La diabetes es una enfermedad crónica que se produce cuando el organismo no genera suficiente insulina o no puede utilizarla adecuadamente, provocando niveles elevados de glucosa en la sangre. Entre las señales más frecuentes aparecen sed excesiva, necesidad de orinar con mayor frecuencia, cansancio, visión borrosa y pérdida de peso sin explicación. En la diabetes tipo 2 los síntomas pueden ser leves y desarrollarse durante años, por lo que muchas personas desconocen que tienen la enfermedad.
Otros signos que pueden aparecer incluyen aumento del hambre, hormigueo o entumecimiento en manos y pies y heridas que tardan en cicatrizar.
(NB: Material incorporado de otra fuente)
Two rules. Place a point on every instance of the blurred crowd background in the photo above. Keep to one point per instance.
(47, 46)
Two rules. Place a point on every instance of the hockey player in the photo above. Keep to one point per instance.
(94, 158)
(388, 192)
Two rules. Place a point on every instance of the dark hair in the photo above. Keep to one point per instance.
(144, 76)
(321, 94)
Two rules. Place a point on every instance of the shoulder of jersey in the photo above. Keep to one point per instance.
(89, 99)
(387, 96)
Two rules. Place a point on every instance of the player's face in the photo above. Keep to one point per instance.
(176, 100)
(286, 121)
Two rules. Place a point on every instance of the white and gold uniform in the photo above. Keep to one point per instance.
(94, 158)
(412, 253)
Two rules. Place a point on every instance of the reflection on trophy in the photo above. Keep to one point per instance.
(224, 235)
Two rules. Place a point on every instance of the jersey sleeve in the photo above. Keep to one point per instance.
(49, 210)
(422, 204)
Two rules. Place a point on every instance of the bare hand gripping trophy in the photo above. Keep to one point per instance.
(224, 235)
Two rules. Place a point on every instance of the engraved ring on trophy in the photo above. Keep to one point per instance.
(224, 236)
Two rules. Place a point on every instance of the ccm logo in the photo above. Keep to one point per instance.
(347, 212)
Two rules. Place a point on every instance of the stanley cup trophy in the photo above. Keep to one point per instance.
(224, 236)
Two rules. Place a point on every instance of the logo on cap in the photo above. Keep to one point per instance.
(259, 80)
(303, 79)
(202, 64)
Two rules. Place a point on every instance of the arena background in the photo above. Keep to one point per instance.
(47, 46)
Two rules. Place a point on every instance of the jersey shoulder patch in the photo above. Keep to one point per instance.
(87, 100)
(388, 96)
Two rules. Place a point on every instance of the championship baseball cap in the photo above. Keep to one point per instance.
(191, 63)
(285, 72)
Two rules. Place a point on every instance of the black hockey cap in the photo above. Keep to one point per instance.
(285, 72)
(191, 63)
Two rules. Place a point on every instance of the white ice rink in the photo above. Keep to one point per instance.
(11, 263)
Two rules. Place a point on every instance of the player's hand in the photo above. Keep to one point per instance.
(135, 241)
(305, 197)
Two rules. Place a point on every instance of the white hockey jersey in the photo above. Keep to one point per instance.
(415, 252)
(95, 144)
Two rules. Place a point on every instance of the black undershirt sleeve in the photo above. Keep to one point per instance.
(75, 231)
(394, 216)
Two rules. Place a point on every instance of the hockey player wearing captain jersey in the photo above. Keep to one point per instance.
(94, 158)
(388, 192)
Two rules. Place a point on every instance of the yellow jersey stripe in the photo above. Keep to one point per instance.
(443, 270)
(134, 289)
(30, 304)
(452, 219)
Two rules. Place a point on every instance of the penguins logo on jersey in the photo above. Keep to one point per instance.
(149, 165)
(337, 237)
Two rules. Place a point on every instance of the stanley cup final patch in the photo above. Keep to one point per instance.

La detección temprana es fundamental porque, cuando no está controlada, la diabetes puede afectar los vasos sanguíneos y los nervios y aumentar el riesgo de problemas cardíacos, accidentes cerebrovasculares, enfermedad renal, pérdida de visión y lesiones en los pies.
El tratamiento depende del tipo de diabetes y de las características de cada paciente. Las personas con diabetes tipo 1 necesitan insulina para vivir, mientras que en la diabetes tipo 2 el abordaje puede incluir cambios en la alimentación, actividad física regular y medicamentos orales o inyectables. Algunas personas con diabetes tipo 2 también pueden necesitar insulina para mantener los niveles de glucosa dentro de los objetivos establecidos por su equipo médico.
Ante la presencia de síntomas, el diagnóstico no debe realizarse únicamente por las señales físicas, sino mediante análisis de glucosa en sangre, como la glucemia en ayunas, la prueba de tolerancia oral a la glucosa o la hemoglobina glicosilada (HbA1c). La Organización Mundial de la Salud destaca que una alimentación saludable, la actividad física, el tratamiento indicado y los controles periódicos permiten reducir o retrasar muchas de las complicaciones asociadas a la enfermedad.